眼前出现了一片藏在群山环抱之中的谷地,谷地里密密麻麻地搭着上百间简陋的木屋和茅草棚,中间是一片被踩得光秃秃的空场,空场上燃着几堆篝火,火焰在暮色中跳动着,将四周的人影拉得又长又扭曲。
刀疤汉子把李崇带到了空场边缘的一间木屋前面,朝门口昂了昂下巴,说道:“伊冰在里面。”
说完便转身走了。
李崇站在木屋前面,深深地吸了几口气,让自己的呼吸平稳下来,然后伸手推开了那扇粗木拼成的门。
屋里点着一盏油灯,灯光昏暗,将一切照得昏黄而模糊。伊冰正坐在一张简陋的木桌后面,手里拿着一块磨刀石,一下一下地磨着一把短刀。

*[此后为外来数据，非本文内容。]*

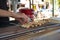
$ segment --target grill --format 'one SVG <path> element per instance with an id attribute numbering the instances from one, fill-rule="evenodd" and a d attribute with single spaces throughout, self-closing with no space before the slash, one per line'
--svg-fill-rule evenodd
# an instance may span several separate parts
<path id="1" fill-rule="evenodd" d="M 37 31 L 45 30 L 46 28 L 54 28 L 60 26 L 60 24 L 48 22 L 39 27 L 33 27 L 27 29 L 21 27 L 17 21 L 11 21 L 9 23 L 10 23 L 9 25 L 4 25 L 5 27 L 0 28 L 0 39 L 14 38 L 21 34 L 29 32 L 35 33 Z"/>

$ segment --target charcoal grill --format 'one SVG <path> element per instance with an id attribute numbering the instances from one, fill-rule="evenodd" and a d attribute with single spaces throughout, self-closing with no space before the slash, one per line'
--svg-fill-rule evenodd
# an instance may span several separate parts
<path id="1" fill-rule="evenodd" d="M 49 22 L 39 27 L 33 27 L 27 29 L 27 28 L 22 28 L 18 22 L 12 21 L 10 22 L 9 25 L 5 25 L 5 26 L 8 27 L 0 28 L 0 39 L 14 38 L 17 37 L 18 35 L 29 33 L 29 32 L 37 32 L 37 31 L 45 30 L 46 28 L 59 27 L 60 24 Z"/>

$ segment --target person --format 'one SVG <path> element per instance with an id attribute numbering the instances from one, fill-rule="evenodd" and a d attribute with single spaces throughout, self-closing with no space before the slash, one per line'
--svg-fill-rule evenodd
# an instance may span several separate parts
<path id="1" fill-rule="evenodd" d="M 7 0 L 0 0 L 0 25 L 6 24 L 9 21 L 8 17 L 13 17 L 21 23 L 25 23 L 28 21 L 28 17 L 24 13 L 15 14 L 13 12 L 8 11 Z M 24 19 L 24 21 L 21 20 Z"/>

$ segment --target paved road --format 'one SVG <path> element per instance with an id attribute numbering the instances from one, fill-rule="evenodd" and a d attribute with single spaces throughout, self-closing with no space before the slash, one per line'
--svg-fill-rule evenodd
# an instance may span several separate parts
<path id="1" fill-rule="evenodd" d="M 42 36 L 37 36 L 30 40 L 60 40 L 60 30 L 53 31 Z"/>

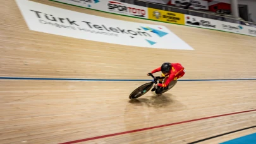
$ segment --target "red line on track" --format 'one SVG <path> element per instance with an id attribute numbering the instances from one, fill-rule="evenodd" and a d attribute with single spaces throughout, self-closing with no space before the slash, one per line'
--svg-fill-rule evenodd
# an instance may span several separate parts
<path id="1" fill-rule="evenodd" d="M 166 126 L 173 126 L 173 125 L 176 125 L 176 124 L 179 124 L 187 123 L 190 123 L 190 122 L 192 122 L 192 121 L 200 121 L 200 120 L 203 120 L 203 119 L 211 119 L 211 118 L 214 118 L 214 117 L 222 117 L 222 116 L 229 116 L 229 115 L 233 115 L 233 114 L 241 114 L 241 113 L 245 113 L 245 112 L 253 112 L 253 111 L 256 111 L 256 109 L 249 110 L 249 111 L 241 111 L 241 112 L 233 112 L 233 113 L 221 114 L 221 115 L 217 115 L 217 116 L 210 116 L 210 117 L 202 117 L 202 118 L 200 118 L 200 119 L 192 119 L 192 120 L 188 120 L 188 121 L 181 121 L 181 122 L 177 122 L 177 123 L 174 123 L 166 124 L 160 125 L 160 126 L 138 129 L 135 129 L 135 130 L 131 130 L 131 131 L 124 131 L 124 132 L 121 132 L 121 133 L 98 136 L 95 136 L 95 137 L 92 137 L 92 138 L 88 138 L 75 140 L 75 141 L 68 141 L 68 142 L 61 143 L 60 144 L 71 144 L 71 143 L 80 143 L 80 142 L 82 142 L 82 141 L 93 140 L 95 140 L 95 139 L 110 137 L 110 136 L 117 136 L 117 135 L 127 134 L 127 133 L 135 133 L 135 132 L 137 132 L 137 131 L 145 131 L 145 130 L 149 130 L 149 129 L 151 129 L 159 128 L 166 127 Z"/>

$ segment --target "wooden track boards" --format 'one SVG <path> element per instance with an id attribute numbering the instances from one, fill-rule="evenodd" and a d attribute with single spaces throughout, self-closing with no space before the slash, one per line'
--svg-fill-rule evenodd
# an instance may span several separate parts
<path id="1" fill-rule="evenodd" d="M 182 80 L 256 78 L 254 37 L 35 1 L 164 25 L 195 51 L 131 47 L 30 31 L 15 1 L 5 1 L 0 6 L 1 77 L 150 79 L 147 73 L 171 61 L 186 68 Z M 130 92 L 146 82 L 0 80 L 0 143 L 58 143 L 256 109 L 255 80 L 178 81 L 162 96 L 149 92 L 130 101 Z M 255 123 L 253 111 L 84 143 L 187 143 Z M 255 129 L 202 143 L 252 133 Z"/>

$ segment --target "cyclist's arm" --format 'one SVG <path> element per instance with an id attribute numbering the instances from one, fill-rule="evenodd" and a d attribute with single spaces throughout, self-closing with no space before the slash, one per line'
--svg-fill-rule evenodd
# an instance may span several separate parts
<path id="1" fill-rule="evenodd" d="M 170 83 L 170 82 L 173 80 L 174 77 L 175 77 L 175 75 L 173 75 L 173 74 L 171 74 L 167 78 L 167 80 L 166 80 L 166 82 L 164 83 L 158 83 L 158 86 L 161 87 L 164 87 L 164 88 L 166 87 L 167 86 L 169 85 L 169 83 Z"/>
<path id="2" fill-rule="evenodd" d="M 156 72 L 161 71 L 161 67 L 159 67 L 159 68 L 156 68 L 156 69 L 154 69 L 153 71 L 152 71 L 151 73 L 155 73 Z"/>

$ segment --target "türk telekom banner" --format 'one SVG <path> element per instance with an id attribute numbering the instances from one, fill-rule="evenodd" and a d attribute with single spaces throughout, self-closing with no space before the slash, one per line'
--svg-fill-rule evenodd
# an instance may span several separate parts
<path id="1" fill-rule="evenodd" d="M 172 4 L 180 6 L 186 6 L 190 3 L 190 7 L 194 9 L 209 9 L 208 1 L 202 0 L 171 0 L 171 2 Z"/>
<path id="2" fill-rule="evenodd" d="M 27 0 L 16 1 L 32 30 L 123 45 L 193 50 L 164 26 L 107 18 Z"/>
<path id="3" fill-rule="evenodd" d="M 104 11 L 112 13 L 148 18 L 147 7 L 143 7 L 110 0 L 53 0 L 83 8 Z"/>

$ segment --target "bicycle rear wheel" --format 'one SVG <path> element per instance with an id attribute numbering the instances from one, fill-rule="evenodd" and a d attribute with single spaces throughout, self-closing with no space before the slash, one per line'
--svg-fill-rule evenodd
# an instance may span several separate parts
<path id="1" fill-rule="evenodd" d="M 131 93 L 129 96 L 129 99 L 135 99 L 142 96 L 147 92 L 149 92 L 149 90 L 151 89 L 152 86 L 153 84 L 151 82 L 145 83 L 144 85 L 140 86 Z"/>

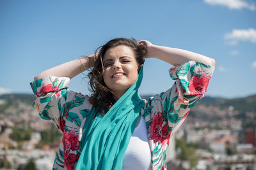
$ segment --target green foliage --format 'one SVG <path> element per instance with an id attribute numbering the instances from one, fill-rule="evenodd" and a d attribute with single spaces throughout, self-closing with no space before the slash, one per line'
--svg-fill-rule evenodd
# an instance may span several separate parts
<path id="1" fill-rule="evenodd" d="M 43 144 L 49 144 L 53 141 L 60 141 L 62 136 L 62 134 L 53 124 L 51 125 L 50 128 L 42 131 L 40 134 L 42 138 L 40 143 Z"/>
<path id="2" fill-rule="evenodd" d="M 200 160 L 200 157 L 196 153 L 196 150 L 199 148 L 199 145 L 194 143 L 188 143 L 184 139 L 176 139 L 175 143 L 176 147 L 180 149 L 177 158 L 189 161 L 191 168 L 195 167 Z"/>
<path id="3" fill-rule="evenodd" d="M 29 159 L 28 161 L 25 166 L 25 170 L 37 170 L 36 164 L 33 158 Z"/>
<path id="4" fill-rule="evenodd" d="M 11 163 L 7 160 L 0 160 L 0 168 L 8 168 L 10 169 L 12 167 Z"/>
<path id="5" fill-rule="evenodd" d="M 30 140 L 32 131 L 31 130 L 25 130 L 23 129 L 17 129 L 13 127 L 13 132 L 10 134 L 10 138 L 16 141 L 22 141 Z"/>

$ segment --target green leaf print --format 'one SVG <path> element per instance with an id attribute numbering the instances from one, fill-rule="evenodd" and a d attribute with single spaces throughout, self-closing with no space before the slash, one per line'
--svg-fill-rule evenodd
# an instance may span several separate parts
<path id="1" fill-rule="evenodd" d="M 187 74 L 189 70 L 190 64 L 189 62 L 186 62 L 184 65 L 183 65 L 180 69 L 177 71 L 177 76 L 178 77 L 184 76 Z"/>
<path id="2" fill-rule="evenodd" d="M 65 83 L 65 80 L 62 80 L 60 81 L 60 84 L 59 84 L 59 88 L 60 88 L 60 89 L 61 89 L 61 88 L 62 88 L 62 87 L 63 87 L 63 85 L 64 85 L 64 83 Z"/>
<path id="3" fill-rule="evenodd" d="M 80 126 L 81 124 L 81 119 L 77 113 L 74 112 L 68 112 L 67 117 L 67 120 L 74 123 L 77 126 Z"/>
<path id="4" fill-rule="evenodd" d="M 58 78 L 56 78 L 52 82 L 52 87 L 56 86 L 58 82 L 59 82 Z"/>

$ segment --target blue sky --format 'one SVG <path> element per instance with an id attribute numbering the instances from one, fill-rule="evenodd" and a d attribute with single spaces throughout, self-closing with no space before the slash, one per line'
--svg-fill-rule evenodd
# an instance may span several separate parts
<path id="1" fill-rule="evenodd" d="M 207 96 L 255 94 L 255 0 L 1 0 L 0 94 L 32 94 L 29 82 L 40 72 L 90 55 L 118 37 L 214 58 L 216 69 Z M 140 93 L 170 88 L 171 67 L 146 60 Z M 88 94 L 84 77 L 74 78 L 70 89 Z"/>

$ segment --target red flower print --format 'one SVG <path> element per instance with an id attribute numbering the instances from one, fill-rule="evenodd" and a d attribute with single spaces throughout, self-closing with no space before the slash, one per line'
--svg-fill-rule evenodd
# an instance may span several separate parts
<path id="1" fill-rule="evenodd" d="M 58 128 L 61 130 L 62 132 L 64 132 L 64 126 L 66 123 L 65 122 L 63 117 L 60 116 L 58 119 L 58 125 L 57 125 Z"/>
<path id="2" fill-rule="evenodd" d="M 188 117 L 188 113 L 189 113 L 189 111 L 188 111 L 188 112 L 187 112 L 187 113 L 186 113 L 186 115 L 184 115 L 184 117 L 182 117 L 182 118 L 187 118 L 187 117 Z"/>
<path id="3" fill-rule="evenodd" d="M 62 143 L 63 144 L 64 153 L 68 152 L 70 150 L 72 151 L 78 150 L 80 148 L 78 135 L 75 135 L 74 131 L 71 131 L 69 132 L 67 131 L 64 131 Z"/>
<path id="4" fill-rule="evenodd" d="M 39 92 L 36 92 L 36 94 L 37 97 L 40 97 L 45 93 L 56 91 L 58 90 L 59 90 L 59 87 L 58 86 L 52 87 L 52 84 L 48 84 L 43 86 Z"/>
<path id="5" fill-rule="evenodd" d="M 166 124 L 163 125 L 164 116 L 162 113 L 158 112 L 157 115 L 153 116 L 153 122 L 149 126 L 150 138 L 154 140 L 156 143 L 160 141 L 163 145 L 169 144 L 170 134 L 168 132 Z"/>
<path id="6" fill-rule="evenodd" d="M 189 90 L 191 95 L 200 95 L 201 97 L 205 94 L 211 76 L 207 77 L 206 73 L 200 76 L 192 76 L 189 81 Z"/>
<path id="7" fill-rule="evenodd" d="M 75 135 L 72 129 L 70 132 L 64 131 L 62 138 L 64 150 L 65 167 L 67 169 L 73 169 L 75 163 L 78 160 L 78 155 L 71 153 L 70 150 L 78 150 L 80 148 L 80 142 L 78 141 L 78 135 Z"/>
<path id="8" fill-rule="evenodd" d="M 67 157 L 65 157 L 64 166 L 68 170 L 74 169 L 74 166 L 75 165 L 75 163 L 77 162 L 77 160 L 78 160 L 77 155 L 74 153 L 70 153 L 67 155 Z"/>

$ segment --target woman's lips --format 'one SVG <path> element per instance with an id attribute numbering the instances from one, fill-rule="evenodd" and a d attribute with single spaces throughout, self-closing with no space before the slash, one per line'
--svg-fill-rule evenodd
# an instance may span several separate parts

刀刃在磨刀石上来回滑动,发出一声声缓慢而刺耳的金属摩擦声。
李崇看清伊冰的脸时,心里狠狠地打了个突。
伊冰还是那张冷硬如刀刻的脸,颧骨高耸,鼻梁窄长,眼窝深陷,嘴唇薄得像是两条刀锋。但他的气质却变了。
以前的伊冰虽然冷,但那种冷是收敛着的,像一把被藏在刀鞘里的利刃。
而现在的伊冰,整个人都透着一股子肆无忌惮的锋利,那双眼在昏暗的油灯光下亮得吓人,像是山野里饿了好几天突然闻到血腥味的狼。
“李崇。”
伊冰抬起头来,嘴角牵起一丝淡淡的笑容,手里的磨刀动作却没有停,“你胆子不小,敢一个人上山来找我。”
李崇站在门口,跟伊冰保持着将近两丈的距离,背在身后的手指微微发抖。但他强迫自己保持着镇定,脸上堆起了一个笑容,拱手说道:“伊冰兄弟,好久不见。”
伊冰没有接他的话,只是继续磨着刀,那双狼一样的眼睛直直地盯着李崇,看得李崇头皮发麻。